The goal is to estimated the size \(y_i\) given the age \(x_i\).
The model is the following:
\[Y_i = \alpha - \beta \gamma^{x_i} + \epsilon_i, i = 1\ldots,n\]
where \(\alpha,\beta>0, 0 \leq \gamma \leq 1\), and the noise \(\epsilon_i\) are iid with \(\mathcal{N}(0,\sigma^2)\)
The interpretation is the following:
\(\alpha\) is the size of a fully grown adult (\(x \rightarrow \infty\))
\(\alpha-\beta\) is the dugong’s size at birth
\(\gamma\) is the growth rate (with an initial steep growth, and ending with almost linear growth)
The priors will be:
flat for \(\alpha\) and \(\beta\)
uniform from \(.01\) to \(100\) for \(sigma\)
uniform from \(.5\) to \(1\) for \(\gamma\) (not easy to estimate)
modelString = "
model {
for( i in 1:N ) {
y[i] ~ dnorm(mu[i], tau)
mu[i] <- alpha - beta * pow(gamma, x[i])
}
alpha ~ dflat()
beta ~ dflat()
gamma ~ dunif(0.5, 1.0)
sigma ~ dunif(0.01, 100)
tau <- 1/(sigma*sigma)
}
"
x = c( 1.0, 1.5, 1.5, 1.5, 2.5, 4.0, 5.0, 5.0, 7.0,
8.0, 8.5, 9.0, 9.5, 9.5, 10.0, 12.0, 12.0, 13.0,
13.0, 14.5, 15.5, 15.5, 16.5, 17.0, 22.5, 29.0, 31.5)
y = c(1.80, 1.85, 1.87, 1.77, 2.02, 2.27, 2.15, 2.26, 2.47,
2.19, 2.26, 2.40, 2.39, 2.41, 2.50, 2.32, 2.32, 2.43,
2.47, 2.56, 2.65, 2.47, 2.64, 2.56, 2.70, 2.72, 2.57)
data.list = list(
x = x,
y = y,
N = length(x))
# initializations
n.chains <- 3
alpha <- c(1,10,100)
beta <- c(1,10,100)
gamma <- c(.9,.7,.5)
sigma <- c(1,10,100)
genInitFactory <- function() {
i <- 0
function() {
i <<- i + 1
list(
alpha = alpha[i],
beta = beta[i],
gamma = gamma[i],
sigma = sigma[i]
)
}
}
run.model(modelString, samples=c("alpha", "beta", "gamma", "sigma"), data=data.list,
chainLength=50000, init.func=genInitFactory(), n.chains=n.chains)
## model is syntactically correct
## data loaded
## model compiled
## Initializing chain 1:
## initial values loaded and chain initialized but another chain contain uninitialized variables
## Initializing chain 2:
## initial values loaded and chain initialized but another chain contain uninitialized variables
## Initializing chain 3:
## model is initialized
## 5000 updates took 3 s
## monitor set for variable 'alpha'
## monitor set for variable 'beta'
## monitor set for variable 'gamma'
## monitor set for variable 'sigma'
## 50000 updates took 31 s
samplesStats(c("alpha", "beta", "gamma", "sigma"))

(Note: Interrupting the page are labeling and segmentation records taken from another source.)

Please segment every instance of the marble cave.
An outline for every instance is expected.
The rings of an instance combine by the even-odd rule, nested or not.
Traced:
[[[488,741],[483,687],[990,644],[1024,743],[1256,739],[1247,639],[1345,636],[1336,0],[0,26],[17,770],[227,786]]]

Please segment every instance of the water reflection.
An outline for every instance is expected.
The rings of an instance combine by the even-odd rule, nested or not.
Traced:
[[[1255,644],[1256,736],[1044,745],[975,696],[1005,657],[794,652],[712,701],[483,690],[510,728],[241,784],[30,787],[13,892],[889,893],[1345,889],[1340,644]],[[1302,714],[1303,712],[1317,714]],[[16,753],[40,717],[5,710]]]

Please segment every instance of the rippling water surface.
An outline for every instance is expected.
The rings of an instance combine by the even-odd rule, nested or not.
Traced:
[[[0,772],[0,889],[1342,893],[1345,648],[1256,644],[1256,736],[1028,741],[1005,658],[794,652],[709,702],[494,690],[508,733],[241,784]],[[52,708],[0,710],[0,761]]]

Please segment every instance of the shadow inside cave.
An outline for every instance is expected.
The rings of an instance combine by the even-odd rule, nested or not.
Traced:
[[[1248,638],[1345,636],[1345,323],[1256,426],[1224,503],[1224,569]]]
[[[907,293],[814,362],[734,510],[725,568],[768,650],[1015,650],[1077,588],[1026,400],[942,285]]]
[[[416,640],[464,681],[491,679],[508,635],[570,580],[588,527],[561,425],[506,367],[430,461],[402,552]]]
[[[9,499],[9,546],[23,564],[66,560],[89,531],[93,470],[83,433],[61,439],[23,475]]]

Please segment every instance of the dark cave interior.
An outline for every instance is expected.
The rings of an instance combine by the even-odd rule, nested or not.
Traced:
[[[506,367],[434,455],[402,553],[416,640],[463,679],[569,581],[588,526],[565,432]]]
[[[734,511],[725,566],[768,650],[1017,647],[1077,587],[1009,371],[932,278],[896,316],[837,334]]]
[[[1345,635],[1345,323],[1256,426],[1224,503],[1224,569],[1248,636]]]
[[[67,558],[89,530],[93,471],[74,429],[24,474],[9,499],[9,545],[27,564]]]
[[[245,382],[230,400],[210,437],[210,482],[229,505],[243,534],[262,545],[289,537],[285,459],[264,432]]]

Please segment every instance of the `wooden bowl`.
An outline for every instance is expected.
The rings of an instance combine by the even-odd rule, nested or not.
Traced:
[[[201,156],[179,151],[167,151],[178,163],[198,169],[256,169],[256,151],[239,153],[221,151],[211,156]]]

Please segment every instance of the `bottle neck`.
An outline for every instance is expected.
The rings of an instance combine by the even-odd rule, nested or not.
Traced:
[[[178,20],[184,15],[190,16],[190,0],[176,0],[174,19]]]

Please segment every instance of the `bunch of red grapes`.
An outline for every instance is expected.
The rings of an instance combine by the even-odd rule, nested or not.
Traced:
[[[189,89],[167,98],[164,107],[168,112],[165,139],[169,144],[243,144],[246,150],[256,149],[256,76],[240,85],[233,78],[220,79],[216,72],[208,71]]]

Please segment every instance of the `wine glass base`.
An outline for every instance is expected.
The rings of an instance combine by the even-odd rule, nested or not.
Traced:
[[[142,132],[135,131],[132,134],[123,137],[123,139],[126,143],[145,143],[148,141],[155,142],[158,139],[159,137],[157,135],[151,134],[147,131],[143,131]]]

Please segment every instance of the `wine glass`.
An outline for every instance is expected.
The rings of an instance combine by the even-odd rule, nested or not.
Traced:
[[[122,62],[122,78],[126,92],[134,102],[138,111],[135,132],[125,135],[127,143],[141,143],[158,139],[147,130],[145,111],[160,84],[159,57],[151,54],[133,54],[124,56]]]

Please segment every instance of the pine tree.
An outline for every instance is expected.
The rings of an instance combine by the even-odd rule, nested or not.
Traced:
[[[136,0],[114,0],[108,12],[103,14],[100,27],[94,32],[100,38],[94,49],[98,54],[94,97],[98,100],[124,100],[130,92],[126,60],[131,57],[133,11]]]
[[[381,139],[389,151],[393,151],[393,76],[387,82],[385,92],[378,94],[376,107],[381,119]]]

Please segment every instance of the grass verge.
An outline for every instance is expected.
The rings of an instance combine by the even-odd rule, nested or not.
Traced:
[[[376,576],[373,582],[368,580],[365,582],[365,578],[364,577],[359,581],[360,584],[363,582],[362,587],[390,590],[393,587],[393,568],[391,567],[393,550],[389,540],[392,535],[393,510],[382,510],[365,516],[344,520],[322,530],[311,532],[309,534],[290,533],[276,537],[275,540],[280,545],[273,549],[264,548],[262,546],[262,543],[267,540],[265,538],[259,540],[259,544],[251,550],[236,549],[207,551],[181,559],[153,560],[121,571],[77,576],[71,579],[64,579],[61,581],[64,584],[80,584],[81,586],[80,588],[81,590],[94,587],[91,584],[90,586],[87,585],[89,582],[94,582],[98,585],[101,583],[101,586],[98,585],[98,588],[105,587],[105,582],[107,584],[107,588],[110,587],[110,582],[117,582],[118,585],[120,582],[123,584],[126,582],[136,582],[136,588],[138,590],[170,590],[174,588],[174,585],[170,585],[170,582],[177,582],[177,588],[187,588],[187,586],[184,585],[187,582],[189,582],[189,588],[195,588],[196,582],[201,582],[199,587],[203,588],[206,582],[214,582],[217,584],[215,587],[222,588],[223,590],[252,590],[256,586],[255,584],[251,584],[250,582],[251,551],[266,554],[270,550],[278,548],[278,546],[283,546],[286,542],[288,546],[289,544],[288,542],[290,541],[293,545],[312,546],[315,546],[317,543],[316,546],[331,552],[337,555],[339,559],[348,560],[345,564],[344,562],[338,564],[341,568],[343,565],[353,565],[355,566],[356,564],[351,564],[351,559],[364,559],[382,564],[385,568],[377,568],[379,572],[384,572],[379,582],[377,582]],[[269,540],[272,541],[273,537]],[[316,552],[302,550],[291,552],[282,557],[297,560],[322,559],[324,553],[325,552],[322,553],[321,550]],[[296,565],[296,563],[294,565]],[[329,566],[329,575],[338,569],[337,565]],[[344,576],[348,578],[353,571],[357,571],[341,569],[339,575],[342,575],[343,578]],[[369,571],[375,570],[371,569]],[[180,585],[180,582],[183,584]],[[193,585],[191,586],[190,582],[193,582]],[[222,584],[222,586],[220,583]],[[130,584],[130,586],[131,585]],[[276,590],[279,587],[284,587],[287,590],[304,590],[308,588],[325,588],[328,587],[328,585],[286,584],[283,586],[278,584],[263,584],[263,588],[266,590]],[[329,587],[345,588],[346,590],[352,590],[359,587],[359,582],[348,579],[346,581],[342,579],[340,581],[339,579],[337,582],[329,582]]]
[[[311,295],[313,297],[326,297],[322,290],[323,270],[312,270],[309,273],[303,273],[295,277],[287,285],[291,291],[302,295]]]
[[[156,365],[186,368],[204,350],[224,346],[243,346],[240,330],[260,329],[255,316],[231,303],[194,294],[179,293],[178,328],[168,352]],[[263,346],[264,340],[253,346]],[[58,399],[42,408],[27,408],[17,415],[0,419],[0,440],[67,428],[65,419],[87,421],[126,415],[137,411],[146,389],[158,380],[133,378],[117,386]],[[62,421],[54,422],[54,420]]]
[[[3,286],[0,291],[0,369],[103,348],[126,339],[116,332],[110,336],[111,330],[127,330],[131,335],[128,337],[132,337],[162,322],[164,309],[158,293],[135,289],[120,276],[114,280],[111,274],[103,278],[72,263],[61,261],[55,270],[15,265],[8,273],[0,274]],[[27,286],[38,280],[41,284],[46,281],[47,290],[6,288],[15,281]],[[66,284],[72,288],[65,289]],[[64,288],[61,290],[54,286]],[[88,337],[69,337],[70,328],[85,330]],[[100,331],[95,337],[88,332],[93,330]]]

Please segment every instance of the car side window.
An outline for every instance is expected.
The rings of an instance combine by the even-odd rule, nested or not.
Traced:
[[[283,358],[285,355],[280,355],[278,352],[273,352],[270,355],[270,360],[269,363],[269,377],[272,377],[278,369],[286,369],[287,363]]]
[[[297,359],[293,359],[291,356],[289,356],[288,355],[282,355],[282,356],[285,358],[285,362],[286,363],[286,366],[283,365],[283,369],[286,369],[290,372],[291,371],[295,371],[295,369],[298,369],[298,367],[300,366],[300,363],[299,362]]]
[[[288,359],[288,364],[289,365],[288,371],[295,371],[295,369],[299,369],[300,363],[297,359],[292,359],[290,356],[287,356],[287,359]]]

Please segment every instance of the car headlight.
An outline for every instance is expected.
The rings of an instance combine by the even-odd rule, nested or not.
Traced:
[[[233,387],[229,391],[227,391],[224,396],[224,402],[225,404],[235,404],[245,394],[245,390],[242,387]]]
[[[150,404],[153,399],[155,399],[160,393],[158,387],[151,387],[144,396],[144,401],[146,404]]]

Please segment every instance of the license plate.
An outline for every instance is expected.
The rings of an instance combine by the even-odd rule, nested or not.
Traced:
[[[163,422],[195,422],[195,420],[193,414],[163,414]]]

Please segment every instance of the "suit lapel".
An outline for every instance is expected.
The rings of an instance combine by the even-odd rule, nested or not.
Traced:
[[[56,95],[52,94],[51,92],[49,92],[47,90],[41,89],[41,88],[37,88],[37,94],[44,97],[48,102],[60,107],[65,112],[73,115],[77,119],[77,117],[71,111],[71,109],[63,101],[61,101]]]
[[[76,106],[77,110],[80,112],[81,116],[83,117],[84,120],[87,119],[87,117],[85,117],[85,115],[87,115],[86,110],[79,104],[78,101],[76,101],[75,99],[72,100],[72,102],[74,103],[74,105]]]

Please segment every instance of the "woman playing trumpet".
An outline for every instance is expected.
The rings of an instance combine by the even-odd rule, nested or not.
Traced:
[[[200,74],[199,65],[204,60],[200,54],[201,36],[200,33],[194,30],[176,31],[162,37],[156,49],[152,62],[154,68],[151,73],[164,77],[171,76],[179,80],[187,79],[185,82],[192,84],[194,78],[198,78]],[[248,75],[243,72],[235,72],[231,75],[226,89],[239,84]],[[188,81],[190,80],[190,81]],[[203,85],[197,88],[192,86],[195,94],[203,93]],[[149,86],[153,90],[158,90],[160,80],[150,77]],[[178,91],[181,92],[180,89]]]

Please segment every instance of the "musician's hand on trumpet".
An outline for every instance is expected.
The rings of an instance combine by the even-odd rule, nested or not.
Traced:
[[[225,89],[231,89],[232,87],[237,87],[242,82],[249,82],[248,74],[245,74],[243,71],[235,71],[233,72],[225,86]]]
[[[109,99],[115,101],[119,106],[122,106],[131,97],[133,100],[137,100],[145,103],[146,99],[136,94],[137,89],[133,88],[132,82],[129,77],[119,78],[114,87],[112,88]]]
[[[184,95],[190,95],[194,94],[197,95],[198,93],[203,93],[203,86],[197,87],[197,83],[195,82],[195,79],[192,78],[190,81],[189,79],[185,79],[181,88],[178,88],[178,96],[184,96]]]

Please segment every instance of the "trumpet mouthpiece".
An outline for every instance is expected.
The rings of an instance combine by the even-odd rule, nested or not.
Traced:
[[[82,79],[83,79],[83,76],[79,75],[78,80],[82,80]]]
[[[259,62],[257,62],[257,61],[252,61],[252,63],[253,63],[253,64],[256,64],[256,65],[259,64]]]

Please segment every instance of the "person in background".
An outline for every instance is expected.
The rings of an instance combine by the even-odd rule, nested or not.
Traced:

## mean sd MC_error val2.5pc median val97.5pc start sample
## alpha 2.6520 0.07366 9.429e-04 2.5280 2.64600 2.8160 5001 150000
## beta 0.9739 0.07879 5.028e-04 0.8230 0.97240 1.1330 5001 150000
## gamma 0.8619 0.03379 3.910e-04 0.7839 0.86570 0.9163 5001 150000
## sigma 0.1009 0.01572 6.209e-05 0.0758 0.09904 0.1370 5001 150000
So, let’s plot the results:
alpha.hat <- mean(samplesSample("alpha"))
beta.hat <- mean(samplesSample("beta"))
gamma.hat <- mean(samplesSample("gamma"))
plot(x,y,pch=19,xlab="Age (in years)", ylab="Size (in meters)",main="Dugong dataset")
curve(alpha.hat - beta.hat * gamma.hat^x, from=0, to=35, col="red", lwd=2, add=T) # plot estimation
# draw 2.5% and 97.5% growth curves
alpha2.5 <- samplesStats(c("alpha"))$val2.5pc
beta2.5 <- samplesStats(c("beta"))$val2.5pc
gamma2.5 <- samplesStats(c("gamma"))$val2.5pc
alpha97.5 <- samplesStats(c("alpha"))$val97.5pc
beta97.5 <- samplesStats(c("beta"))$val97.5pc
gamma97.5 <- samplesStats(c("gamma"))$val97.5pc
curve(alpha97.5 - beta97.5 * gamma97.5^x, from=0, to=35, col="grey", lwd=2, lty=2, add=T)
curve(alpha2.5 - beta2.5 * gamma2.5^x, from=0, to=35, col="grey", lwd=2, lty=2, add=T)
Linear Regression predicts that the expected value of the dependent/response variable \(y\) is a linear combination of the independent/observed variables \(x_i\). This is appropriate when the response variable is modelled by a normal distribution. If this does not happen, linear regression is not suitable.
If, for eg, the response \(y\) is an exponential combination of \(x\), then it is its logarithm that has a linear combination. This is called a log-linear model.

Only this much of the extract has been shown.